German Gas Utilities Ask for Early Warning System Amid Putin’s Rouble Requirement
- March 25, 2022
- Posted by: Quatro Strategies
- Category: Energy
Germany’s utilities association BDEW said the country needs an early warning system to deal with gas shortages, one day after Putin ordered gas payments from “unfriendly” countries to be received in roubles, which could increase the risk of a supply crunch and even higher prices.
Putin’s demand added to market concerns and raised doubts over Russia’s claim of being a reliable supplier regardless of geopolitical circumstances.
Putin’s demand came on Wednesday after the Western allies have cooperated on waves of sanctions against Moscow following its invasion of Ukraine.
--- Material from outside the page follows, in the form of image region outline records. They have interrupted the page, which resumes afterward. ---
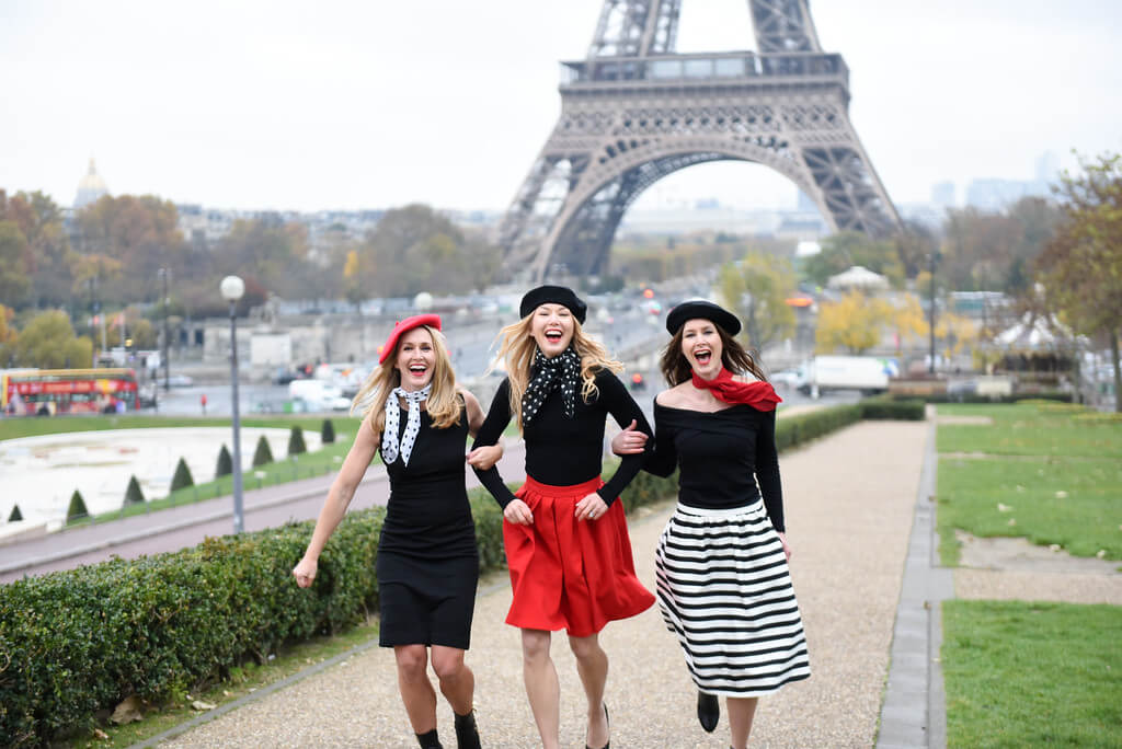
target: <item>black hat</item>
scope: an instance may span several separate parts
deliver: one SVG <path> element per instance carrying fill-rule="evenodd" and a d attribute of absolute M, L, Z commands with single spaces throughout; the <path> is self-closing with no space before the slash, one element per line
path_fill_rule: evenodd
<path fill-rule="evenodd" d="M 518 316 L 525 317 L 543 304 L 560 304 L 562 307 L 568 307 L 577 322 L 585 324 L 588 305 L 581 302 L 571 288 L 564 286 L 539 286 L 530 289 L 518 305 Z"/>
<path fill-rule="evenodd" d="M 741 332 L 741 321 L 737 320 L 736 315 L 724 307 L 718 307 L 712 302 L 702 299 L 682 302 L 671 309 L 670 314 L 666 315 L 666 330 L 670 331 L 671 335 L 674 335 L 687 320 L 698 318 L 717 323 L 729 335 L 736 335 Z"/>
Since Putin’s remarks, Europe’s energy sector is already facing supply concerns and the benchmark price for German gas delivery next year is up 8%, after already quadrupling over the last 12 months.
Germany, the biggest consumer of Russian gas, has been able to get shipments for more than 50 years, even during the Cold War. Russia’s gas exporter Gazprom has over 40 long term contracts with European nations.
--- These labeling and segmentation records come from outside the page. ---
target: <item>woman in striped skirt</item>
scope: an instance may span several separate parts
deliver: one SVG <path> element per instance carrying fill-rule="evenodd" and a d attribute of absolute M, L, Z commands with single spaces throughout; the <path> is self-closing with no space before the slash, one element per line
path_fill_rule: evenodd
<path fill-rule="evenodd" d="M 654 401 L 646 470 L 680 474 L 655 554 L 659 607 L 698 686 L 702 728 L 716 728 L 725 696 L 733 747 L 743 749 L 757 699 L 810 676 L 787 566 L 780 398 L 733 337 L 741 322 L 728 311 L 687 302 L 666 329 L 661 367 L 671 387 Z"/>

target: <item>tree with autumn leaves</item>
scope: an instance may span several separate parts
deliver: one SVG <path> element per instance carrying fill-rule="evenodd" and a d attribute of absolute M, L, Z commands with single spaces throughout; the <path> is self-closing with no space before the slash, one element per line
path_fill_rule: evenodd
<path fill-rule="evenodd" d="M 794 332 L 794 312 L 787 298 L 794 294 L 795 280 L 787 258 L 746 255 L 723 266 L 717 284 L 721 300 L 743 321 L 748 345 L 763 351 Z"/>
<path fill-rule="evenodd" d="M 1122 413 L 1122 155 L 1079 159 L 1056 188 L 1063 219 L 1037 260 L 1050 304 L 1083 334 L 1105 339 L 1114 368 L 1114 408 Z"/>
On Thursday, BDEW, which includes Gazprom customers RWE and EnBW as members, said the government should implement an early warning system in case Russian gas deliveries are halted. The association urged German energy regulator Bundesnetzagentur to set criteria by which industries and sectors would continue to receive supply, and households are protected.
German economy minister Habeck said while the situation needs to be watched closely, there is no need for an early warning system and that supply is guaranteed.
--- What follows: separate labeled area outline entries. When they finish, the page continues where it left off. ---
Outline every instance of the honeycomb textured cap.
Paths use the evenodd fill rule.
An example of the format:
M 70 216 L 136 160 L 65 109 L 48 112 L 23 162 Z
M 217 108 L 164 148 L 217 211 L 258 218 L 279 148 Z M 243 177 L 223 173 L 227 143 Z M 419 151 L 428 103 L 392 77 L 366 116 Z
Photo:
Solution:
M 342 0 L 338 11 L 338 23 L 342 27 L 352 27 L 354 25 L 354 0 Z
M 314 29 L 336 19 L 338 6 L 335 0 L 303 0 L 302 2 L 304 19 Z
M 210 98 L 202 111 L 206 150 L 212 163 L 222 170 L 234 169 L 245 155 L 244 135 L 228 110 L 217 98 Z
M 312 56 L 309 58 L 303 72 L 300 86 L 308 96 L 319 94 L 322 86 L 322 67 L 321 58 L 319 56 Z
If Putin’s requirement is concrete and serious, European customers will be faced with a dilemma: either decline to pay and risk getting no supplies or comply and pay higher prices as more favorable long term contracts get renegotiated.
Russia has not yet halted gas flows but it could increase the prices Europe pays.
Gas deliveries westwards to Europe through the Nord Stream 1 pipeline across the Baltic Sea rose slightly on Thursday, while the Yamal-Europe pipeline flowed east from Germany into Poland.